C’est ainsi que les plus intelligents, les plus instruits, dans les milieux les plus éclairés, loin de combattre leurs instincts altruistes, sont conduits par la science et l’observation à s’y abandonner et à les fortifier de tout leur pouvoir. Le matérialiste au cœur froid, aux yeux secs, implacable exécuteur des lois de la sélection, est une figure légendaire que l’on ne rencontre plus souvent, si elle a jamais existé : ce qu’on voit d’ordinaire dans le monde des savants, c’est au contraire une bienveillance toute spontanée, une large confiance en la bonté de la nature humaine, un sentiment très vif de la solidarité, le culte de l’amitié et des affections domestiques, un souci passionné des destinées de la patrie. Quand il y a des saints en dehors de l’Église, c’est parmi eux qu’on les trouve. Ils arrivent à faire d’’instinct comme les autres ce que leur philosophie leur a conseillé le jour où ils ont demandé à la vie son secret. Toute leur conduite est un démenti donné à l’assertion de M. Guyau et une confirmation de ce que dit si bien M. Fouillée[1]. « La réflexion tue le sentiment ? — Non ; la réflexion ne détruit que les sentiments faux et les faux systèmes ; mais là où est la vérité on peut porter sans crainte la lumière ; plus on l’éclaire et la regarde en face, plus elle apparaît ce qu’elle est, belle et digne d’être aimée. »

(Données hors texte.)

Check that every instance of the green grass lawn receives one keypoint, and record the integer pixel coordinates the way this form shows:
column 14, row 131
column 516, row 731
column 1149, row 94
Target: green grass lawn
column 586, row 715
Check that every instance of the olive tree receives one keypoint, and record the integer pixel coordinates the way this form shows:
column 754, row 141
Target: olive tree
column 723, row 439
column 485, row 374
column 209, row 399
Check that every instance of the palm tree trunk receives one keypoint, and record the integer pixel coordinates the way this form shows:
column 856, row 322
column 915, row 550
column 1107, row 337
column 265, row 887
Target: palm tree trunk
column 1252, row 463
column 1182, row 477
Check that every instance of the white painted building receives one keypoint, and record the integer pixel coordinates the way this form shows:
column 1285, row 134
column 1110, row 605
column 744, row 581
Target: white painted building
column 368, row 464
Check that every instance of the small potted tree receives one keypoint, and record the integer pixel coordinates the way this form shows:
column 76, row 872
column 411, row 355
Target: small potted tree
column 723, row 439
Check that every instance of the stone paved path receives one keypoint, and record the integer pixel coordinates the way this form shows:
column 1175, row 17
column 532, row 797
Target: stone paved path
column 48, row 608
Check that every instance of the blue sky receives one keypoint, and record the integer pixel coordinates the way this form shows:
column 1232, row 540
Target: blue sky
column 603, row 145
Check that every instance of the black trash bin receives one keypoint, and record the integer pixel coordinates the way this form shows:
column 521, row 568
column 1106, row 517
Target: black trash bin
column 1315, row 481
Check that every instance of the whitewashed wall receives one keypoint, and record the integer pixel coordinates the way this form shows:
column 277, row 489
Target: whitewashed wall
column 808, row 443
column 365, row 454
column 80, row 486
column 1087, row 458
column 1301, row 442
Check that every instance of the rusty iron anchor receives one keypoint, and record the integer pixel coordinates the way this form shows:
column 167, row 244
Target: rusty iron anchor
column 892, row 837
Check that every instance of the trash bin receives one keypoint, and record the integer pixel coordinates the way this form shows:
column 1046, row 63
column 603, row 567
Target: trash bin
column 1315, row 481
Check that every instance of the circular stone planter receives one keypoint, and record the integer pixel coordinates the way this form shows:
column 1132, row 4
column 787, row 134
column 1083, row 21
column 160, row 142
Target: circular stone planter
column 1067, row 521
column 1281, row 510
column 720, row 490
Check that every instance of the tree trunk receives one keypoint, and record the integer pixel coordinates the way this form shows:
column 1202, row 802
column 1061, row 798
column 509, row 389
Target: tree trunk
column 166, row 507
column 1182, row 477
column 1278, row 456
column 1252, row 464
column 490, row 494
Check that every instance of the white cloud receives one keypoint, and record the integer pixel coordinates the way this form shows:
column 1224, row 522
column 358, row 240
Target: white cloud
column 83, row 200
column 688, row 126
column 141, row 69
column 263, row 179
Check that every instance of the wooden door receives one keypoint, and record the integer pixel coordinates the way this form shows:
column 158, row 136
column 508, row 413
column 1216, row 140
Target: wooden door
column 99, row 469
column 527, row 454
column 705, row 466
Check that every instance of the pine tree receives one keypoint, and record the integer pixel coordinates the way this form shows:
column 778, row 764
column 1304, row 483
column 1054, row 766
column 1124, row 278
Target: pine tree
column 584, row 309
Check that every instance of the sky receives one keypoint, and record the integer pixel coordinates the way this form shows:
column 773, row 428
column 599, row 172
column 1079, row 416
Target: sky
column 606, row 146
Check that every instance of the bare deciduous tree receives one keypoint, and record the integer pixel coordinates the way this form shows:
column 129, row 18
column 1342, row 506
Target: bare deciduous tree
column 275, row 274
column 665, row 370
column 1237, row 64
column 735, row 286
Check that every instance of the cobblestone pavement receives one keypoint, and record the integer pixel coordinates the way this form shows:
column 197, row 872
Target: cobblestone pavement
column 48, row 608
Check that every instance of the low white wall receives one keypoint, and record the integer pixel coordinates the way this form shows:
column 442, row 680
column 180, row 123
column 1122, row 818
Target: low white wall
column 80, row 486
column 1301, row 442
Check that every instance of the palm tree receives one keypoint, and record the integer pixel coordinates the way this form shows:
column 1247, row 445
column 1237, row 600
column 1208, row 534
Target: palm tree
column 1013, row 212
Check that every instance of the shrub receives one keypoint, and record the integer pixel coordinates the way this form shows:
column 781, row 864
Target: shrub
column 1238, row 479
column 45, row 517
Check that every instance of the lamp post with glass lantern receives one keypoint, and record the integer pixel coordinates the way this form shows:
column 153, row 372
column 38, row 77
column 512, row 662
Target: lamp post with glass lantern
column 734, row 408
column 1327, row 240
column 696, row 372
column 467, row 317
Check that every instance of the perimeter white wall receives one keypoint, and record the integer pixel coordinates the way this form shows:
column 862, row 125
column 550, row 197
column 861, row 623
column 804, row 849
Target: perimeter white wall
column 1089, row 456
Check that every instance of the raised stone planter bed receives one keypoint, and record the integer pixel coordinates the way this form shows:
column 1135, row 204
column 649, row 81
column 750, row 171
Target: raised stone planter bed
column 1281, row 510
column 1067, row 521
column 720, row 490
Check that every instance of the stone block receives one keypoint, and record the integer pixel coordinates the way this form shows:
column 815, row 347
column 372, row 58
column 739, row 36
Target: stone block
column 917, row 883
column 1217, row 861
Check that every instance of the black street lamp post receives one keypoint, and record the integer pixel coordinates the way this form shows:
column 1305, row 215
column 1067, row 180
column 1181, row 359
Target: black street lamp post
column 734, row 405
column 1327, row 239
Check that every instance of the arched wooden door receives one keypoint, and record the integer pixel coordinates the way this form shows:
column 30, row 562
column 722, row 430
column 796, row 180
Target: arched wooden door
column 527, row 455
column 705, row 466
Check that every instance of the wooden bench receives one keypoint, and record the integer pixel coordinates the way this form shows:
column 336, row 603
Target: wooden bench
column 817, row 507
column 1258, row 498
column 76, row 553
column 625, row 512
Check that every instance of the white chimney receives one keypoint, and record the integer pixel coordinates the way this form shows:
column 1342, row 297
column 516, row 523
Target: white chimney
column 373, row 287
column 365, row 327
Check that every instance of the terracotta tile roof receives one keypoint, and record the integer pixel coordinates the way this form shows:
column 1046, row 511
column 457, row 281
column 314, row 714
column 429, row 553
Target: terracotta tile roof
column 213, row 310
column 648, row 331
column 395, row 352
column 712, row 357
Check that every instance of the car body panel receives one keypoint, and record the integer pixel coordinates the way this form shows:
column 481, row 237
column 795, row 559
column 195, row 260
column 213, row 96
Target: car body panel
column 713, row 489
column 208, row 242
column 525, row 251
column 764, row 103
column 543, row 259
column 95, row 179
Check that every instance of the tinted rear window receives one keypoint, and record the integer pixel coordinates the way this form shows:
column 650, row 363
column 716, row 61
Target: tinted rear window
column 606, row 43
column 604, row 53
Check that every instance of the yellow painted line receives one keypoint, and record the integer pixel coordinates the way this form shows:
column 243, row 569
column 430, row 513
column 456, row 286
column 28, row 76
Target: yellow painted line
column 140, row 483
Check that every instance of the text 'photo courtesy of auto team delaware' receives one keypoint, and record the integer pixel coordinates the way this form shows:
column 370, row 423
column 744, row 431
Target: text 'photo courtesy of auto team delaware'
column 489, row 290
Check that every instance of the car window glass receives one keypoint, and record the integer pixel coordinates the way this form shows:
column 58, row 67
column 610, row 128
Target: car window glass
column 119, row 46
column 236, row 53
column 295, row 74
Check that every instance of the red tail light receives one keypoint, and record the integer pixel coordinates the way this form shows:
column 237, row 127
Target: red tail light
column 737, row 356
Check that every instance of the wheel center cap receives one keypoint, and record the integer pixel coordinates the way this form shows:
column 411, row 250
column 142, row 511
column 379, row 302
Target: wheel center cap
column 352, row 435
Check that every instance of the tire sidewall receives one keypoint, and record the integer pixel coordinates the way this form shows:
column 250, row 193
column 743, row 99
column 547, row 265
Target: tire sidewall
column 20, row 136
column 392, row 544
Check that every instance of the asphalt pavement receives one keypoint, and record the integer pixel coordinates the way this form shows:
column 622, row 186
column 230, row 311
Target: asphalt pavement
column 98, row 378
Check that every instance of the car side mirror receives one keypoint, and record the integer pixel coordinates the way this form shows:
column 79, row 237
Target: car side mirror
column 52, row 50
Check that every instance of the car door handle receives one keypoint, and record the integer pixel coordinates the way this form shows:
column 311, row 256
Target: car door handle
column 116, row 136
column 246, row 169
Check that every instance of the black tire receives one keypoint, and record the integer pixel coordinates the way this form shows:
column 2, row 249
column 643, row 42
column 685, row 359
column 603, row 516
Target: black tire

Si donc la réflexion, dès qu’elle s’élève à l’intelligence des harmonies sociales, ne peut que corroborer les sentiments sympathiques, elle doit faire des petits dévouements d’abord, puis des dévouements de plus en plus complets une habitude, un besoin pour ceux qui sont pénétrés de ces harmonies. Ils ont du bien aux autres, parce

  1. Idée du droit, p. 184. Il ne pense pas contredire l’opinion de M. Guyau invoquée page 129 du même livre ; l’utilitarisme est pour lui un système faux et incomplet.